OCR enforcement for email-related HIPAA violations follows a predictable pattern. Most cases begin with a client complaint — often a former client who is unhappy about their care and decides to report a compliance issue they noticed. Here is what the enforcement process looks like:

1

Client files complaint

A client (or former client) files a complaint with OCR at hhs.gov/hipaa. They describe receiving appointment confirmations, billing statements, or clinical information via an unencrypted personal email address.

2

OCR opens investigation

OCR notifies you of the complaint and requests documentation: your BAA with your email provider, your HIPAA policies, and your Security Risk Assessment. If you don't have these, the investigation escalates.

3

Corrective action plan

OCR issues a corrective action plan (CAP) requiring specific remediation steps, including switching to a HIPAA-compliant email service. Fines accompany the CAP — typically $1,000 to $50,000 per violation.

4

Resolution agreement

You sign a resolution agreement, pay the fine, and implement the CAP. OCR monitors your compliance for 1–3 years afterward. The resolution agreement becomes part of your public compliance record.

Prevention cost: $9.99–$6/month for a HIPAA-compliant email service. Average enforcement cost: $43,000 + legal fees + 1–3 years of OCR monitoring.

FAQ — HIPAA Email for Therapists

Can I use Gmail for therapy client emails?

Only if you are using Google Workspace Business (paid plan) AND have signed Google's BAA. Standard free Gmail accounts are not HIPAA-compliant. Google will not sign a BAA for personal accounts.

What emails count as containing PHI?

Any email that connects a client's identity to their health information — including appointment confirmations, billing, treatment summaries, or anything that mentions a client by name along with any health-related information.
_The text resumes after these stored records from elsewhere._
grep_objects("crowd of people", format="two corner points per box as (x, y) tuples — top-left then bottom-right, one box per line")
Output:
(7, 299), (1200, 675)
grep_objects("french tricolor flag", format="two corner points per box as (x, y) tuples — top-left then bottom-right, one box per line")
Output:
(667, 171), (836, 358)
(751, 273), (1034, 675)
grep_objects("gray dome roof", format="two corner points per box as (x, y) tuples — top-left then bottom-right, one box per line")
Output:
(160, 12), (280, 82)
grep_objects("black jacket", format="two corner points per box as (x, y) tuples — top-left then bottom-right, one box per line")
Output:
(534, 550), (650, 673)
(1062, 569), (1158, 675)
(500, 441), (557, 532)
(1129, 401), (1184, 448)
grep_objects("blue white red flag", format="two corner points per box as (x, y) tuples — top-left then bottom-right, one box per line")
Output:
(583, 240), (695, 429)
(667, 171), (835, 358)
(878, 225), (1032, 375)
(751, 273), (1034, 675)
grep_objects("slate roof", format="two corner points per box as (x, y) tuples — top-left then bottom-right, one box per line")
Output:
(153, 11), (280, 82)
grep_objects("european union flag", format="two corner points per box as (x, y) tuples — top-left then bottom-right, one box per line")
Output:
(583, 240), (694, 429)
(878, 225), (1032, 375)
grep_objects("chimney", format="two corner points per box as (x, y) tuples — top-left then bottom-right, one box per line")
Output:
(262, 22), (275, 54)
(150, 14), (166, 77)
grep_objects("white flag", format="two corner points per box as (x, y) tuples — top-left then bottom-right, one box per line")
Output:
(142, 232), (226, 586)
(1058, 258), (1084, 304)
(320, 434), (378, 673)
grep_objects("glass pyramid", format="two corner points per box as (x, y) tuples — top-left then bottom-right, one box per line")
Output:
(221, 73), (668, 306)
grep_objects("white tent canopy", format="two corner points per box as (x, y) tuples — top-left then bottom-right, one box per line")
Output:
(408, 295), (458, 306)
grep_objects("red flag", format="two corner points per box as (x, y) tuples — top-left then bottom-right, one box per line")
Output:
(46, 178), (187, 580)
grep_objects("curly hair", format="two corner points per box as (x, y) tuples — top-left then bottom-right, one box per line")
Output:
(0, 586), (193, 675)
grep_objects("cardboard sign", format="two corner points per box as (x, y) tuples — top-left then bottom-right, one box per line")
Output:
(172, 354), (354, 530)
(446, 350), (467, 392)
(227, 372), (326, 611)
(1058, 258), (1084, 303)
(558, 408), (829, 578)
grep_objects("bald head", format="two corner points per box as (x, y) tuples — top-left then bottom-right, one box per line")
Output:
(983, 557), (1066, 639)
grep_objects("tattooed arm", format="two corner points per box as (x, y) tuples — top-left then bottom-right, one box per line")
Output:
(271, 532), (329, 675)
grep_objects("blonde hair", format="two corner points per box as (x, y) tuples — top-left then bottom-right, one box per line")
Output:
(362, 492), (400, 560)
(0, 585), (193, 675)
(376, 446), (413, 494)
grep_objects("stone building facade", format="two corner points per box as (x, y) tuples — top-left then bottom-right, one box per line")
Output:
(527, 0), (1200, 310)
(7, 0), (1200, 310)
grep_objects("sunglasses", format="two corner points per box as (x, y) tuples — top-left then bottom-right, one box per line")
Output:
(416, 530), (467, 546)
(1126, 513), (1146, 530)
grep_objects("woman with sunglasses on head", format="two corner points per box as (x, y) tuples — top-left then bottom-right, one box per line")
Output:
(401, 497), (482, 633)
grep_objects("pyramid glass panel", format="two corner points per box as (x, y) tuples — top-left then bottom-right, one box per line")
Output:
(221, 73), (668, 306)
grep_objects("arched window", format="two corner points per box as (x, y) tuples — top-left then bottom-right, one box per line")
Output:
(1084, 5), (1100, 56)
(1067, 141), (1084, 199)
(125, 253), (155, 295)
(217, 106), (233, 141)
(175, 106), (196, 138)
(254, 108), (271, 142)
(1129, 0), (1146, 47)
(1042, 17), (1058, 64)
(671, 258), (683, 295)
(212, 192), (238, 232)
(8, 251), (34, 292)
Do I need HIPAA email if I only send appointment reminders?

Yes — if appointment reminders mention the client's name alongside the fact that they have a therapy appointment, that is PHI. Many therapists send reminders that say 'Your appointment with [therapist] is tomorrow' — that is covered.

Is Hushmail actually used by real therapists?

Yes — Hushmail for Healthcare is one of the most widely used HIPAA-compliant email services among therapists and counselors. It was built specifically for healthcare professionals who need simple, compliant email without an IT team.